The idea of the OODA loop is to get inside the decision cycle of your opposition. Once inside, you control the outcome in the absence of some externality.

Toyota used this idea to destroy Detroit.

The Andon cord placed the power of tactical decision making about quality right at the point where it was needed, with the workers on the production line.

By this means, quality problems were identified and fixed before they moved a further step towards the customer.

It also did something else.

By identifying and fixing problems at the source, the cycle of problem fixing was accelerated greatly. Not every problem can be fixed immediately at the line, but there are processes for escalation, from the front lines to the lowest level that is empowered to address the problem. That escalation involved suppliers when the problem was caused by a supplied part that was substandard.
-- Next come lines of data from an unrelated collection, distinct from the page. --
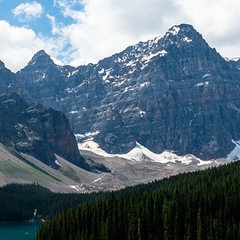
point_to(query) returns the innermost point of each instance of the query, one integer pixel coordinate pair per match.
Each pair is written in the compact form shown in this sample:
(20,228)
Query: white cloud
(18,45)
(100,28)
(105,27)
(27,11)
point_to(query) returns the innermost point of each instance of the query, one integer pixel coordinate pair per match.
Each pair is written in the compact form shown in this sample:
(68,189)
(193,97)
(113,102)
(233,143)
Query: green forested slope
(200,205)
(18,202)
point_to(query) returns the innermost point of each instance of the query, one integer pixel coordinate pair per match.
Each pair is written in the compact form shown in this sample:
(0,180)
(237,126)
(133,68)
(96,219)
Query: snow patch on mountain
(141,153)
(235,153)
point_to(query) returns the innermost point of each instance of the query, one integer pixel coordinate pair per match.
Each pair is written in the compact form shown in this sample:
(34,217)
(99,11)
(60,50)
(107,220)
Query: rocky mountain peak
(2,65)
(41,58)
(37,130)
(173,92)
(183,34)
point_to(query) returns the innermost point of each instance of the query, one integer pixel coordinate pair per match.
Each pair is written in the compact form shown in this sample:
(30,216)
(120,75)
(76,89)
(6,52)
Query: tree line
(18,202)
(199,205)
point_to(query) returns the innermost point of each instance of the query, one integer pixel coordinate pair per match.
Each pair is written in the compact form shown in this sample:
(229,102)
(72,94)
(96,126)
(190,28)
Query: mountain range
(172,93)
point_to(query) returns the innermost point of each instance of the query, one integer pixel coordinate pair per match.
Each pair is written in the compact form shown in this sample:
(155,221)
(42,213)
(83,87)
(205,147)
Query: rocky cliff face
(37,130)
(173,92)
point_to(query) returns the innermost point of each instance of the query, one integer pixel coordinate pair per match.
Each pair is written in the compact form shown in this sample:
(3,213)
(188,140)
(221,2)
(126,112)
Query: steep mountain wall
(173,92)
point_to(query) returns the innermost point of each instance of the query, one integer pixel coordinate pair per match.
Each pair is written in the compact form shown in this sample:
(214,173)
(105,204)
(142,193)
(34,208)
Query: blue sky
(78,32)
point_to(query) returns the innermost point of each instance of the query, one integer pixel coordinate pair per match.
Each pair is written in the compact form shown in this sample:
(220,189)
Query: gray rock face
(173,93)
(37,131)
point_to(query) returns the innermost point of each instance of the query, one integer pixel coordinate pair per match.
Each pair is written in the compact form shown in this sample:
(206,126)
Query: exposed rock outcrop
(37,130)
(173,92)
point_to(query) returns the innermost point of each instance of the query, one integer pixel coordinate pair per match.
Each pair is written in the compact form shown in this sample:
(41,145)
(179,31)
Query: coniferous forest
(192,206)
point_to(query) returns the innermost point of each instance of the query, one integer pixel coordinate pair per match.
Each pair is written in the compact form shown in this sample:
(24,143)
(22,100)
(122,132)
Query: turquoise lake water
(19,231)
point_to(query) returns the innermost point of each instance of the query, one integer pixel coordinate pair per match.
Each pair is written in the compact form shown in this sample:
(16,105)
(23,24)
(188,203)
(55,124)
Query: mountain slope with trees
(200,205)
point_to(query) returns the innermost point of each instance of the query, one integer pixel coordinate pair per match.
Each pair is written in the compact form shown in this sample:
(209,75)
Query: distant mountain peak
(183,34)
(2,64)
(41,58)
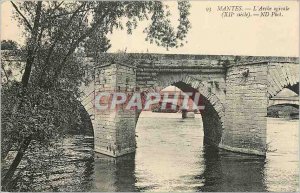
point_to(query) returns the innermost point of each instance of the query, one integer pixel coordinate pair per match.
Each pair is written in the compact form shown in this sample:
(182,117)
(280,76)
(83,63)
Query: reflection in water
(171,157)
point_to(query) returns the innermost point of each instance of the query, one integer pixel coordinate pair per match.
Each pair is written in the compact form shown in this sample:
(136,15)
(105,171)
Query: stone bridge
(293,101)
(235,91)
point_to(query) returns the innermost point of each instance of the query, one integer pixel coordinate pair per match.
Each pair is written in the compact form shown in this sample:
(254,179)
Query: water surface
(170,156)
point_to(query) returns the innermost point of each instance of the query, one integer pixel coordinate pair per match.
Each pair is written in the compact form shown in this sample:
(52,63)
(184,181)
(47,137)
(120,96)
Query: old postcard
(150,96)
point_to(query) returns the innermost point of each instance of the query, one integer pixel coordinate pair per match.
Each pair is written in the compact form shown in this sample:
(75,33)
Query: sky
(210,33)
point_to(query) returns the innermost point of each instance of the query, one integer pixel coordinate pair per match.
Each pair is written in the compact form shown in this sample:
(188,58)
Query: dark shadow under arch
(212,122)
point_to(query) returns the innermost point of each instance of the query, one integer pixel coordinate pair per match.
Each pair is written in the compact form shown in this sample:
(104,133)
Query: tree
(42,101)
(9,45)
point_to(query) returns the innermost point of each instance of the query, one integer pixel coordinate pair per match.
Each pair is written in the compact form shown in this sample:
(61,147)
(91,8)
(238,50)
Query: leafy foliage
(9,45)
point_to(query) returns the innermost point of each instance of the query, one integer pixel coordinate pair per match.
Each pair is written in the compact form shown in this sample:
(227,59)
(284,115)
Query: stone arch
(282,75)
(214,112)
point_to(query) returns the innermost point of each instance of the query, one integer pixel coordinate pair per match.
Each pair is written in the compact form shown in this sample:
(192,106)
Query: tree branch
(24,18)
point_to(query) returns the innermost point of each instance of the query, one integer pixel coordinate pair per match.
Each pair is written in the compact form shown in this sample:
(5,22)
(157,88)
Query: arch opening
(211,118)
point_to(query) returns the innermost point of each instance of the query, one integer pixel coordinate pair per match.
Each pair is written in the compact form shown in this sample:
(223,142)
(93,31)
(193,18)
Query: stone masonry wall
(246,109)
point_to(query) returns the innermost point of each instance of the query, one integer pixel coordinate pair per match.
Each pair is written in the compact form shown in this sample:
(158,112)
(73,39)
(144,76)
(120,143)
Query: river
(170,156)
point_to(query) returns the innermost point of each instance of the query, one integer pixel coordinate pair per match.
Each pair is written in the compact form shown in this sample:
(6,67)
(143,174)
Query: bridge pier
(114,128)
(246,109)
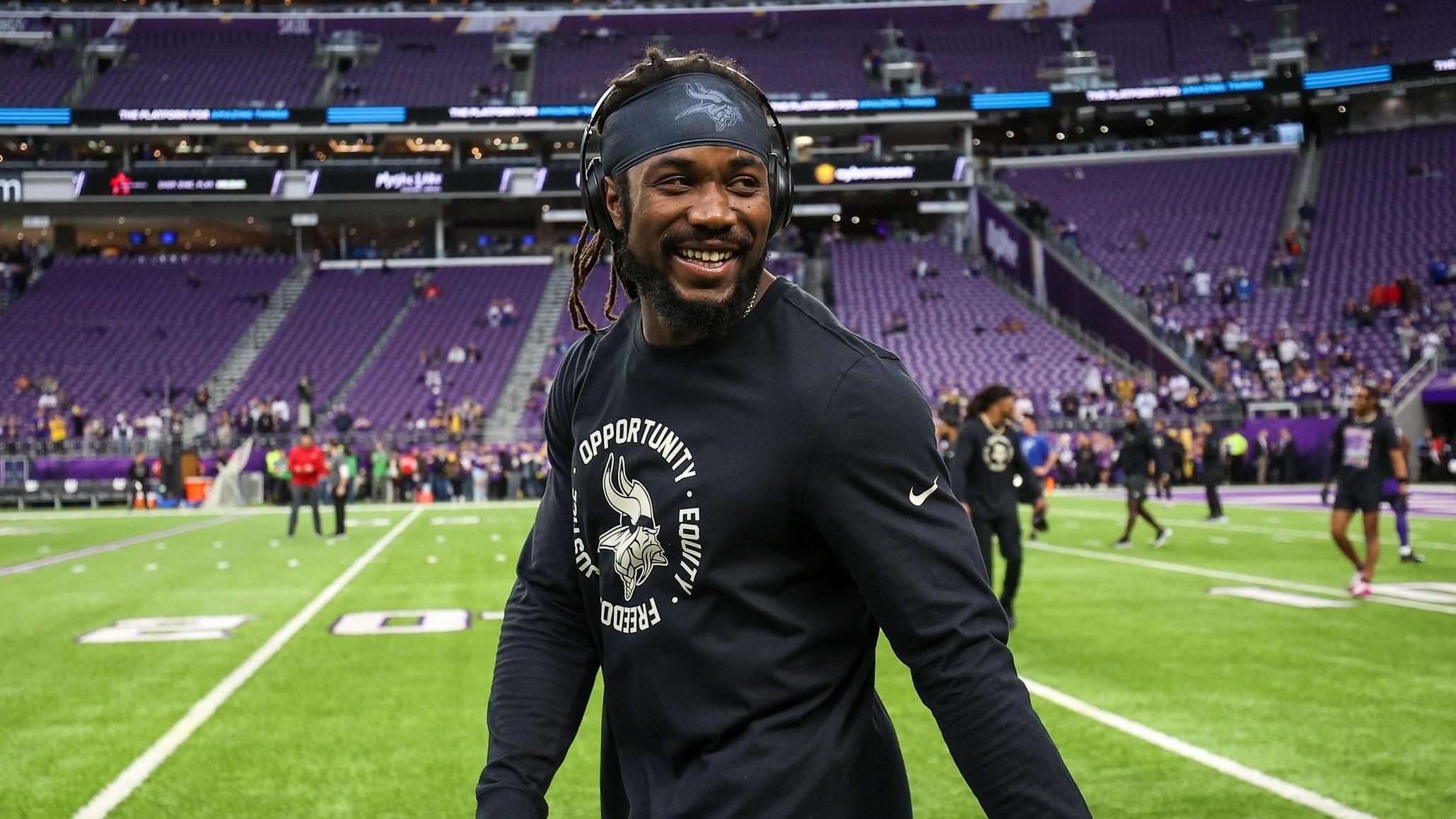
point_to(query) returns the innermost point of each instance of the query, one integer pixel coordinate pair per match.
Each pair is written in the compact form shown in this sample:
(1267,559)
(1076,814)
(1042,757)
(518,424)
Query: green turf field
(1164,699)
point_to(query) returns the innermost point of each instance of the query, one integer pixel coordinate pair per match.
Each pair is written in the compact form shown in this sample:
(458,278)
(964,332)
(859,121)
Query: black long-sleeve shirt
(1138,451)
(1361,451)
(984,468)
(727,529)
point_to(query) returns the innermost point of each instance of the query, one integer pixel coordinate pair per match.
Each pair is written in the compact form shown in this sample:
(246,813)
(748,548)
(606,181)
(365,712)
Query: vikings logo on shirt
(635,523)
(1358,446)
(635,542)
(998,453)
(714,105)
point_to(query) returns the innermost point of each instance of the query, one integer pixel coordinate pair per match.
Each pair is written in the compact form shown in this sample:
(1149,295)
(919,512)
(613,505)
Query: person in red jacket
(306,464)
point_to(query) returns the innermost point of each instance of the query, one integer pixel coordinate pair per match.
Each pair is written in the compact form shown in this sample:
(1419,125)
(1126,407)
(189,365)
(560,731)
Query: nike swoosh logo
(919,499)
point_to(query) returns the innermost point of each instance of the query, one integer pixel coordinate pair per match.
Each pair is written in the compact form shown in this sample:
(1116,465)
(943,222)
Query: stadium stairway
(373,352)
(1072,330)
(225,379)
(504,419)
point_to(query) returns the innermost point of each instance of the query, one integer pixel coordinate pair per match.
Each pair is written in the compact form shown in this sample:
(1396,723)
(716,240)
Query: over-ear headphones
(593,177)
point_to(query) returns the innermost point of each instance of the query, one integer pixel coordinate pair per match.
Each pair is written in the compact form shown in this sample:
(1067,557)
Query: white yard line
(1419,542)
(1203,757)
(144,765)
(354,509)
(114,545)
(1235,576)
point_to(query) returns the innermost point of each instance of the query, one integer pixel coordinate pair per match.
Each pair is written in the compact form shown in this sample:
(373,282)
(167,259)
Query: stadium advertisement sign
(408,181)
(195,115)
(1005,244)
(906,174)
(188,182)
By contrast, Detroit was driven from the top down, being run by spreadsheets (handwritten until the 90’s) by executives who may never have seen the inside of the factory.

A problem as it escalates up a chain of command has many opportunities to be buried, forgotten, miscommunicated, all of which will happen, driven by all sorts of human frailties and power games. The end result, the little problem in the factory compounds and becomes a big problem with customers, which costs a lot to address, and ruins reputations.

Toyota got well inside the time it took Detroit to respond to problems. While Detroit was escalating or hiding quality problems, Toyota was fixing them and moving on the next improvement.

They were inside the OODA loop of Detroit, and it destroyed the American car industry.

AI is now giving users an easy tool to get inside the decision cycle of their competition, while seeing the productivity benefits drop to their bottom line.

How are you going to deal with that?